Tabloidnova.com - Bencana tsunami merenggut nyawa suami, orangtua dan melenyapkan seluruh harta yang ia miliki. Namun, musibah itu tak membuatnya surut langkah dan berpangku tangan. Perempuan kelahiran 4 September 1969 ini bangkit dan mencari peluang untuk mengangkat perekonomian keluarganya. Lewat produksi ikan kayu keumamah kemasan, Fauziah sukses dan meraih berbagai prestasi bergengsi.
Lama aku tinggal di Desa Lampulo, Kecamatan Kuta Raja, Banda Aceh, sebelum bencana tsunami 26 Desember 2004 lalu. Rumahku di Lampulo memang letaknya tak jauh dari bibir pantai, barangkali hanya berjarak sekitar 500 meter.
Seperti halnya ibu rumah tangga lain, aku pun sibuk mengurus keperluan rumah. Pekerjaan suamiku yang hanya melaut membuatku terkadang berupaya menambah uang jajan dengan membuat keripik dan kue untuk dijual.
Pagi itu, 26 Desember 2004, semuanya terasa sama seperti hari-hari biasa. Tak ada yang aneh. Suamiku, seperti biasa, sebelum melaut singgah ke warung kopi bersama teman-temannya. Keempat anakku, Farnida Ulfa, Amriadi, Fajriadi, dan Aris Munanda bersiap untuk beranjak ke sekolah. Sementara putri bungsuku (anak kelima), Erni Yulita yang masih berumur 5 bulan, selalu bersamaku.
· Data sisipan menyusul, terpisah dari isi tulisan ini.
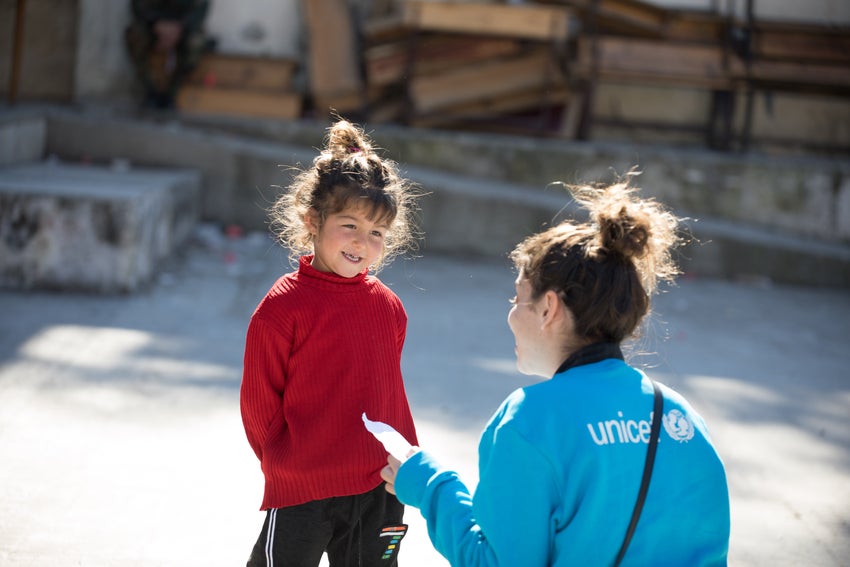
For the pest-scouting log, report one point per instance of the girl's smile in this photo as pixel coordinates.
(348, 242)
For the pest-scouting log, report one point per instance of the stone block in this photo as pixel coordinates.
(87, 228)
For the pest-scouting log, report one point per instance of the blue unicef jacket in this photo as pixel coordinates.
(560, 466)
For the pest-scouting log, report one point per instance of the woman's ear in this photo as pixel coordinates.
(553, 309)
(311, 221)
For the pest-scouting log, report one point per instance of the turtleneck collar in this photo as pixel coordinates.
(590, 354)
(305, 269)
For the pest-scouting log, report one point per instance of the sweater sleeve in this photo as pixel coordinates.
(508, 522)
(263, 380)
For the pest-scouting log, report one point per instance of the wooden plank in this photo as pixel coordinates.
(237, 71)
(242, 102)
(624, 16)
(497, 78)
(815, 44)
(536, 98)
(799, 76)
(527, 21)
(650, 61)
(387, 64)
(696, 27)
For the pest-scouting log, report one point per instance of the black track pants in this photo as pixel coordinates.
(356, 531)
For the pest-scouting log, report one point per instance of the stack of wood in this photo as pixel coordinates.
(795, 57)
(242, 85)
(450, 64)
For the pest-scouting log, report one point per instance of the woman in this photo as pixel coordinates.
(561, 462)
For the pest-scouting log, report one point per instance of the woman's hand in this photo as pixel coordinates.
(388, 472)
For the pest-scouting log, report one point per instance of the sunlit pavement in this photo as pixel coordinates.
(121, 442)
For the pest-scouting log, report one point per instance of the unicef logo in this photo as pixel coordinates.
(678, 426)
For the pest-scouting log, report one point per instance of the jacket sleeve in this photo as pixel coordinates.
(263, 381)
(507, 523)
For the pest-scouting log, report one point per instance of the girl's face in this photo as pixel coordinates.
(525, 322)
(347, 243)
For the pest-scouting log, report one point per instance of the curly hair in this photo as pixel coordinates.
(607, 268)
(348, 172)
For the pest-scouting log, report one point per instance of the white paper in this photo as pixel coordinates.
(392, 440)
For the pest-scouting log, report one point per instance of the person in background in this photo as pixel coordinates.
(324, 347)
(561, 461)
(165, 41)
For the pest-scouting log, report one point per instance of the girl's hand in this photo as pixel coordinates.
(388, 472)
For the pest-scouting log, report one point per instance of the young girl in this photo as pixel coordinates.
(562, 461)
(323, 347)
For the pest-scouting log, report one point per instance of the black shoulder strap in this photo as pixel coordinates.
(657, 409)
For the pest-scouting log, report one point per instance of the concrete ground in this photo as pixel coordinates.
(121, 441)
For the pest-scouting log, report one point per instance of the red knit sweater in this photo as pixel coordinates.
(321, 350)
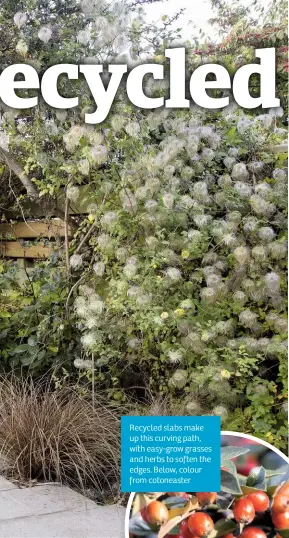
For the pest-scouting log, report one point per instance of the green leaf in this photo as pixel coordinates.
(20, 349)
(229, 466)
(256, 478)
(230, 483)
(230, 452)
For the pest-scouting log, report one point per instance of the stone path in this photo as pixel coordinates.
(52, 511)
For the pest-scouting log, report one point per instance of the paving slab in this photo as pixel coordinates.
(100, 522)
(38, 500)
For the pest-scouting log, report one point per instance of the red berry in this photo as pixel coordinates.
(260, 500)
(280, 503)
(244, 511)
(281, 521)
(156, 514)
(252, 532)
(184, 531)
(206, 498)
(200, 524)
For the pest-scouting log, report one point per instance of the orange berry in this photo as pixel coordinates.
(280, 503)
(252, 532)
(206, 498)
(184, 531)
(156, 514)
(200, 524)
(244, 511)
(260, 500)
(281, 520)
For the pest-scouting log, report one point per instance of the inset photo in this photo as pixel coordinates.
(253, 501)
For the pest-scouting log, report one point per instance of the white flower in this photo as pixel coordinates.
(243, 189)
(239, 297)
(130, 270)
(4, 140)
(202, 220)
(109, 218)
(259, 253)
(207, 155)
(20, 18)
(173, 274)
(104, 240)
(168, 200)
(244, 125)
(260, 206)
(175, 356)
(61, 115)
(278, 112)
(132, 128)
(187, 304)
(221, 411)
(121, 254)
(89, 339)
(118, 122)
(200, 190)
(99, 268)
(151, 206)
(98, 154)
(242, 255)
(76, 261)
(73, 193)
(22, 47)
(133, 292)
(266, 234)
(208, 295)
(194, 235)
(83, 37)
(248, 318)
(45, 34)
(72, 138)
(179, 379)
(129, 201)
(240, 172)
(273, 282)
(96, 305)
(83, 166)
(279, 174)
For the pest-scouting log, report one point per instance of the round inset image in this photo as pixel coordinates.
(253, 501)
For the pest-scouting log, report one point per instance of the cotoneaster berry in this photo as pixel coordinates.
(206, 498)
(281, 521)
(253, 532)
(244, 511)
(260, 500)
(200, 524)
(156, 514)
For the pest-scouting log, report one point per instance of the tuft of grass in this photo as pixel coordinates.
(57, 436)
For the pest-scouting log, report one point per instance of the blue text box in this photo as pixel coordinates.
(170, 453)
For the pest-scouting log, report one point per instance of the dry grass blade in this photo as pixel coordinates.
(57, 436)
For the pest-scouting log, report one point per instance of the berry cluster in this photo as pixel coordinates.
(253, 515)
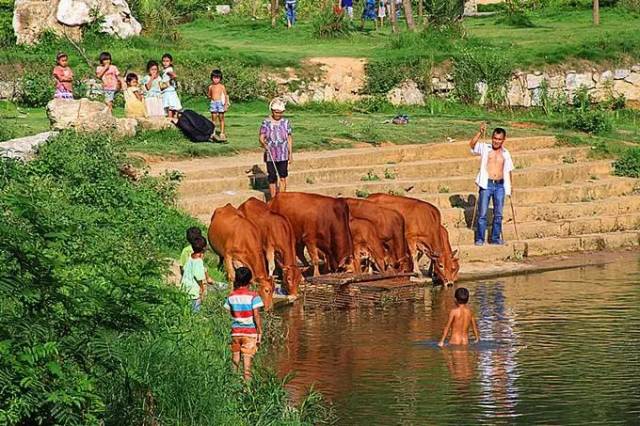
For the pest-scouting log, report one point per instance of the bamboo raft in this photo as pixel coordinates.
(347, 291)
Seingatku, waktu itu jam menunjukkan pukul 07.00 pagi. Tiba-tiba, bumi tempat kami berpijak terasa bergoyang karena gempa. Kami memang merasakan goncangan gempa yang cukup kuat. Cemas, akupun bergegas mencari anak-anak untuk keluar dari rumah, sementara gempa terus mengguncang tanpa henti.
Di luar rumah, kulihat orang-orang hilir mudik dilanda panik akibat gempa pagi itu. Selang beberapa waktu, gempa pun mulai mereda. Namun mendadak, terdengar teriakan air laut naik ke darat. Teriakan itu kencang. Tak pelak, semua orang bersicepat lari menyelamatkan diri, termasuk aku. Kubawa kelima anakku naik ke lantai dua rumah salah seorang tetangga.
Kapal di Atap
Duh, masih jelas terekam saat-saat yang sangat mencekam itu. Jantungku masih kerap berdebar-debar setiap kali mengingat lagi detik-detik musibah besar yang meluluhlantakkan Aceh itu. Di lantai dua rumah tetangga, kami berhimpun dalam kepanikan. Aku pasrah. Kuserahkan semuanya kepada Yang Di Atas, seraya merangkul kelima buah hatiku. Doa tak henti-henti keluar dari bibirku dan para tetangga yang sama-sama berkumpul.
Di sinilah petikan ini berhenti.